This is the fifth and final article in a five-part series – MATRIARCHS – in which Arts Editor Connor Gotto explores some of the forgotten women from across the arts; pioneers of their craft, but so often lost in the shadow of their male peers.
It is somewhat heartbreaking to be writing this article in the wake of President Trump’s victory on Wednesday evening – an unprecedented feat that no one could have imagined possible six months ago. But this is not going to be an anti-Trump rant; rather, a look at Hillary Clinton’s good work so far in pioneering the route towards a stronger, better future.
Since winning the most votes in the democratic primaries in July, Hillary’s campaign has been a turbulent ride. Riddled with scandal and opposition, it seems as though the world has been against her. Numerous email scandals seem to have arisen at unfortunate, pivotal times throughout the campaign, but have been overcome by her persistent championing of the ideals of a more united America. Like all of the women I’ve talked about in this series, I hope that Hillary will be remembered as the woman who was so close to breaking through that glass ceiling, and not just the scandal that plagued her.
What I do want to think about is something that has troubled me regarding people’s perceptions of Hillary. It’s no secret that she has had many changing viewpoints over the years – in relation to wars, the LGBT community, women’s rights etc. – which seemed in many ways to compromise her campaign. Personally, though, I think this is more a sign of strength, and demonstrates a backward thinking on the part of the public. Do we not ask that people move with the times and become more educated in their views? Why should the candidate for President of the United States be any different? We should applaud the changing views of people from different generations in line with modern thinking and definitely not criticise this. So what do we want instead? A pioneer beyond their years? With Donald Trump as President, clearly not.
The world has been cast in darkness, it seems. The future seems so uncertain. But through it all, we must stick together and have faith. To give up hope now is to surrender to the darkness. Instead, we have to fight the good fight, for the revolution that has already begun. In all but eight states, Ms. Clinton was the most popular candidate among 18-25 year olds according to voting demographics. We know the way forward – we have to make it happen. And with that, I’m going to end with Hillary’s words of optimism from the morning after her conceeding…

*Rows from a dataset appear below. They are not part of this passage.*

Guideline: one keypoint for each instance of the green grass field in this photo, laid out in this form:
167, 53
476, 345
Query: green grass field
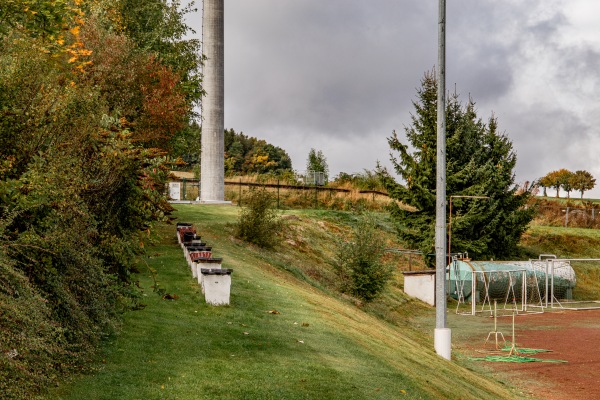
318, 345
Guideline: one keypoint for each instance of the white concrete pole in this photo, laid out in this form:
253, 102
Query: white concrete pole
212, 162
442, 334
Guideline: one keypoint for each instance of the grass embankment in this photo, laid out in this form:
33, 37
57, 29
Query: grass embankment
315, 347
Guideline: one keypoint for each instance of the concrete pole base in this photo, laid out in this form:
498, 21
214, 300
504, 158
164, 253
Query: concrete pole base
442, 342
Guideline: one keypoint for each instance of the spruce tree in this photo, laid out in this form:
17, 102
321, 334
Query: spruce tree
480, 162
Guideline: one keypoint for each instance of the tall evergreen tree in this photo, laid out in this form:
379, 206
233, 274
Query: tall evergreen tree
480, 162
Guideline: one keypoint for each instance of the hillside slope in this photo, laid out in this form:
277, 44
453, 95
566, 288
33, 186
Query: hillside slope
314, 347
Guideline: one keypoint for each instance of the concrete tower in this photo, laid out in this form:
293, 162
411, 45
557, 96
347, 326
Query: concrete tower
212, 165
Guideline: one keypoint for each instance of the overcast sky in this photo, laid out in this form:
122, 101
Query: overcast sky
340, 75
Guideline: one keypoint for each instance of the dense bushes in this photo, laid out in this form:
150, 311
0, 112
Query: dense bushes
259, 220
359, 262
86, 116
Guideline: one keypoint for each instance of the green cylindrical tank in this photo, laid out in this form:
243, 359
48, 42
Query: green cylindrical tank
504, 278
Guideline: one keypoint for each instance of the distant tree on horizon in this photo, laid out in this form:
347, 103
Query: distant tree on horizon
558, 179
249, 155
582, 181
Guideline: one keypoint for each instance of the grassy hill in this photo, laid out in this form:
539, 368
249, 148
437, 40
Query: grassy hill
317, 345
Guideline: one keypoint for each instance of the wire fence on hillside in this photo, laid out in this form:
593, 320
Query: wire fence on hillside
295, 195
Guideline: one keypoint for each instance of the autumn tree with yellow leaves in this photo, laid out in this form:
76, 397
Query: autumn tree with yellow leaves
91, 111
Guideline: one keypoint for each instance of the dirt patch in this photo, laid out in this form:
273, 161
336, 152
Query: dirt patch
572, 336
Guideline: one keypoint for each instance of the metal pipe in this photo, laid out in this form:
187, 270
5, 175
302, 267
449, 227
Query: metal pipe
212, 162
442, 335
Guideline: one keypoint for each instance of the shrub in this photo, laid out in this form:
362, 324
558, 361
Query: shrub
259, 220
358, 261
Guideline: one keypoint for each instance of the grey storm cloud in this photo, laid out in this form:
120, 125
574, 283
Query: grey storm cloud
341, 75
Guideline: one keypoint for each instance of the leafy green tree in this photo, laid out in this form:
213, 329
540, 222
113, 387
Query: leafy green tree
359, 261
249, 155
582, 181
317, 162
259, 219
480, 162
558, 179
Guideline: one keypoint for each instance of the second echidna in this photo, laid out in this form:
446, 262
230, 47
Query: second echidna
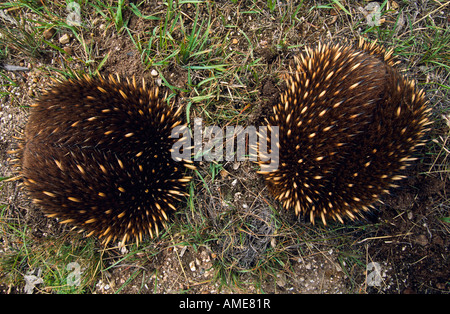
348, 123
97, 155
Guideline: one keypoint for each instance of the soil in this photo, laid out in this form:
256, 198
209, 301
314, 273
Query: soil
406, 235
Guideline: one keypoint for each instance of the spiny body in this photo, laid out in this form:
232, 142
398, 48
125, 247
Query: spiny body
97, 155
348, 123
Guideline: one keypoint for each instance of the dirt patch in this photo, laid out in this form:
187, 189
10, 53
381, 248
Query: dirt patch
236, 239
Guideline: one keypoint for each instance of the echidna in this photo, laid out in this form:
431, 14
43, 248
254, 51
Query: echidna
348, 124
97, 155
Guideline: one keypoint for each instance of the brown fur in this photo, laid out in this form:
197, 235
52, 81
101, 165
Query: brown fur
348, 123
96, 155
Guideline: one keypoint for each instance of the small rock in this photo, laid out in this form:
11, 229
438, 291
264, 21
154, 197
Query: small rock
422, 240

“Donald Trump is going to be our president. We owe him an open mind and a chance to lead… I know we have still not shattered that highest and hardest glass ceiling, but someday, someone will, and hopefully sooner than we might think right now…Our constitutional democracy enshrines the peaceful transfer of power and we don’t just respect that, we cherish it. It also enshrines other things: the rule of law, the principle that we are equal in rights and dignity, freedom of worship and expression. We respect and cherish these values too and we must defend them.”